En février 1998, le Comité des Affaires Étrangères, de la Sécurité et de la Politique de Défense du Parlement Européen tint une audience publique à Bruxelles sur la question de HAARP. La « Motion de Résolution  » que le Comité présenta au Parlement Européen (document n° A4-0005/99, du 14 janvier 1999) contenait ces termes : Considère que HAARP…, en vertu de son impact étendu sur l’environnement, constitue une préoccupation mondiale et demande que ses implications légales, écologiques et éthiques soient évaluées par un organisme international indépendant… ; [le Comité] regrette le refus réitéré de l’administration des États-Unis… d’apporter des preuves à l’audience publique… concernant les risques pour l’environnement et le public du programme HAARP.
Cependant, la requête du Comité d’établir un « Livre Vert » sur « l’impact des activités militaires sur l’environnement » fut rejetée avec désinvolture sous prétexte que la Commission Européenne ne disposait pas de la juridiction nécessaire lui permettant de s’immiscer dans « les liens entre l’environnement et la défense ». Bruxelles se soucia d’éviter un conflit avec Washington.

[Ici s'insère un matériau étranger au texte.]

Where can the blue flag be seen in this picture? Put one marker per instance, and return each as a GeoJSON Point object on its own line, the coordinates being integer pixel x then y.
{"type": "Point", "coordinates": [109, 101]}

Bien qu’il n’y ait pas de preuves que HAARP ait été utilisé, les informations scientifiques indiquent que le programme est aujourd’hui entièrement opérationnel. Cela signifie que, potentiellement, HAARP pourrait être utilisé par les militaires US pour modifier sélectivement le climat d’une « nation inamicale » ou d’un « état dévoyé » dans le but de déstabiliser son économie nationale…
La « médecine économique » du FMI et de la Banque Mondiale, très documentée, imposée au Tiers-monde et aux pays de l’ancienne Union Soviétique a fortement contribué à déstabiliser l’agriculture domestique. De son côté, les financements de l’OMC ont soutenu les intérêts d’une poignée de conglomérats biotechniques dans leurs efforts d’imposer les semences génétiquement modifiées aux agriculteurs du monde entier. Il est essentiel de comprendre les liens entre les processus économiques, stratégiques et militaires du Nouvel Ordre Mondial. Dans ce contexte, les manipulations climatiques par le programme HAARP (accidentelles ou délibérées) exacerberaient ces changements en affaiblissant les économies nationales, en détruisant les infrastructures et en menaçant de faillite les fermiers sur de vastes régions…(Chossudovsky,2000).
Espérons que nous prendrons tous conscience de ceci avant que notre technologie ne conduise la planète si loin de son fonctionnement normal que la trajectoire de l’évolution humaine ne soit modifiée à jamais. il est donc plus que jamais important d’étudier aux niveaux les plus subtils les relations entre nos corps et l’environnement électromagnétique et leur interaction avec une technologie susceptible de changer la planète. il semble que l’humanité se trouve confrontée au pénible devoir de décider si l’ionosphère et la Résonance de Schumann seront sauvées ou détruites, si la « ’Voix de la Planète » continuera ou non à chanter.